The Sunday Mail
BRIAN Chamboko loves table tennis.
For him the sport epitomises ‘everything’.
“It has even given me table manners,’’ he jokingly quips as he sits down for an interview.
For over a decade now, the 32-year-old has been among the country’s elite players. His rivalry with his ‘good friend’ Vikram Singh could be one of the reasons the game has survived this far.
The rivalry has even been called a ‘blessing’ to the local game.
“I believe this rivalry has in a way helped keep the local game afloat. There is a crop of players who are team Vikram and the other is team Brian,” said Chamboko.
“They emulate our type of play and it’s good to know we have made such huge, positive impact on the game,” he said.
“On the table, Vikram is my number one enemy, we always bring out the best in each other.
“However, once play is over, we are the very best of buddies,” said Chamboko, who is ranked fourth in the country.
The former Ellis Robins pupil is grateful for the opportunities table tennis has given him.
“I supply table tennis equipment, so in a way this sport is both my passion and my profession.
“Bringing these two worlds together is testimony of how this game has become part of me.
“I also do some coaching at Harare International School, and I am very passionate about nurturing talent and playing my part in ensuring that the game progresses,” he said.
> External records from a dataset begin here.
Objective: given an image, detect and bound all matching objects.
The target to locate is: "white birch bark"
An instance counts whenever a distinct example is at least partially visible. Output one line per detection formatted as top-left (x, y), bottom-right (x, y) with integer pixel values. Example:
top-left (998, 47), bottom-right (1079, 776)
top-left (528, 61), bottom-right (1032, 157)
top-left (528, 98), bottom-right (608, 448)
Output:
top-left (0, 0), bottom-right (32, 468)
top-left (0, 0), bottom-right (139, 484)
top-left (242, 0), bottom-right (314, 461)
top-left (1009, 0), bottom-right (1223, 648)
After finishing 2018 as a silver medal winner in the open category of the Chinese Ambassadors Cup in Zambia last November, Chamboko has now set sights on this year’s Africa Games in Morocco in August.
“Zambia has become like a second home for me. I remember winning the Four Nations title there in 2009, and it was pleasing to go with Team Zimbabwe and claim another medal,” he said.
“For this year, my main focus will be on the Africa Games in Morocco,” he said.
While usually a jovial chap, Chamboko’s heart bleeds heavily for the state of table tennis in the country.
“We do not have running leagues, we are solely dependent on provincial tournaments, and the Zimbabwe Open and Zimbabwe Closed tournament are our only big tournaments.
“The prevailing financial challenges have obviously affected the game and there are some corporates and individuals playing for social, but my wish is that we all come together and have proper leagues running,” said Chamboko, who is also part of Zimbabwe Table Tennis technical team.
“In schools, we have managed to be vibrant, which is good, but the hope is that the same can happen at senior club and provincial level across all provinces,” said Chamboko.